Claudia Polledri, commissaire

Les artistes Bahman Jalali, Mehdi Vosoughnia, Jalal Sephr, Shadi Ghadirian et Babak Kazemi sont représentés par la Silk Road Gallery de Téhéran.

Ghazaleh Rezaei est représentée par la AG Galerie de Téhéran.

IRAN: POÉSIES VISUELLES

Volet 3 : S’engager

Artistes : Ali Nadjian et Ramyar Manouchehrzadeh, Shadi Ghadirian, Mehrdad Afsari, Jalal Sepehr, Babak Kazemi

Poésie comme soulèvement

« Un arbre est vivant plutôt comme un peuple que comme un individu, la foudre seule devrait être chargée de l’abattre. » (Erri De Luca)

Demo, « peuple », c’est le titre qu’Ali Nadjian et Ramyar Manouchehrzadeh ont choisi pour leur série qui symbolise, entre mise en scène et images documentaires, les nombreux soulèvements dont la société iranienne a été la protagoniste, de la Révolution islamique de 1979 jusqu’aux protestations postélectorales de 2009, plus connues comme « mouvement vert », à la suite de la réélection frauduleuse de Mahmoud Ahmadinejad (12 juin 2019). Ce sont des visions fortes qui témoignent d’un esprit collectif, exprimé de manière plus symbolique dans les clichés de Jalal Sepehr et sa référence au tapis persan. C’est de l’atmosphère et des inquiétudes ressenties pendant les manifestations et les répressions de 2009 dont est aussi issu le projet photographique de Shadi Ghadirian, intitulé Miss Butterfly (2011). Directement inspiré de la pièce théâtrale The Butterfly (1974) de Bijan Mofid, il a été dédié par Ghadirian à son amie la journaliste Nazanin Khosravani, emprisonnée pendant plusieurs années. La même atmosphère étouffante alourdit les clichés en noir et blanc de Mehrdad Afsari, où le topos du jardin, décor privilégié des miniatures et protagoniste de la tradition poétique persane ancienne et moderne, devient, par la référence au contexte politique et social, symbole d’un espace inhospitalier. Également enfermés, les arbres de la série inédite Captives de Babak Kazemi évoquent la répression subie actuellement en Iran par les militants écologistes. Il en ressort des images délicates et puissantes auxquelles l’impression sur le verso du papier photo à la gomme bichromatée donne une consistance picturale.
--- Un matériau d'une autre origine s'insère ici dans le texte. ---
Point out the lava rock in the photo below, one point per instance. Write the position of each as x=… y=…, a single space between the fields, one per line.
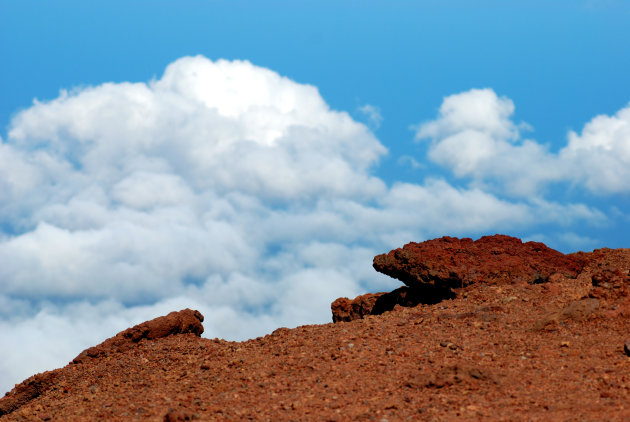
x=182 y=322
x=451 y=262
x=344 y=309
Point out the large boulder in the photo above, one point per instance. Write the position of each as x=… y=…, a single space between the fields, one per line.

Claudia Polledri, commissaire

Artistes

ALI NADJIAN et RAMYAR MANOUCHEHRZADEH

Ali Nadjian (né à Téhéran en 1976) et Ramyar Manouchehrzadeh (né à Sanandaj en 1980) sont tous deux diplômés de l’Université de Téhéran en photographie, et de l’Art University of Tehran pour leur maîtrise en photographie. Leur amitié date de 2000, année où ils ont commencé leurs études à l’Université de Téhéran sous l’égide de remarquables maîtres de leur art. En 2006, les deux artistes ont joint leurs activités créatives en ouvrant le studio ACO, suite à quoi ils ont travaillé ensemble sur divers projets pendant trois ans. Depuis 2009, en raison d’un intérêt commun pour des sujets sociopolitiques, ils ont continué de créer ensemble en tant que duo.

Ali Nadjian et Ramyar Manouchehrzadeh, Demo (2018)

Demo (2018)

« Demo est le portrait des générations qui ont vécu une série d’événements récurrents en Iran. Cette image remet en question la multiplication de ces événements de l’hiver 1979 à l’été 2009 en représentant les masses de gens qui ont lutté pour la démocratie et pour leurs droits, qui ont exprimé leurs ressentis à travers ces années. Ces négatifs exposés sont peut-être l’histoire de l’espoir et de la certitude qui réunit tous ces gens de toutes sortes d’horizons dans l’effort de créer un meilleur avenir. Les photographies en arrière-plan font simplement partie d’un événement choisi sans arrière-pensées parmi des milliers d’images ayant survécu au passage du temps. La passion, l’excitation et, bien sûr, le silence ne reflètent pas toutes les réalités de cette époque. »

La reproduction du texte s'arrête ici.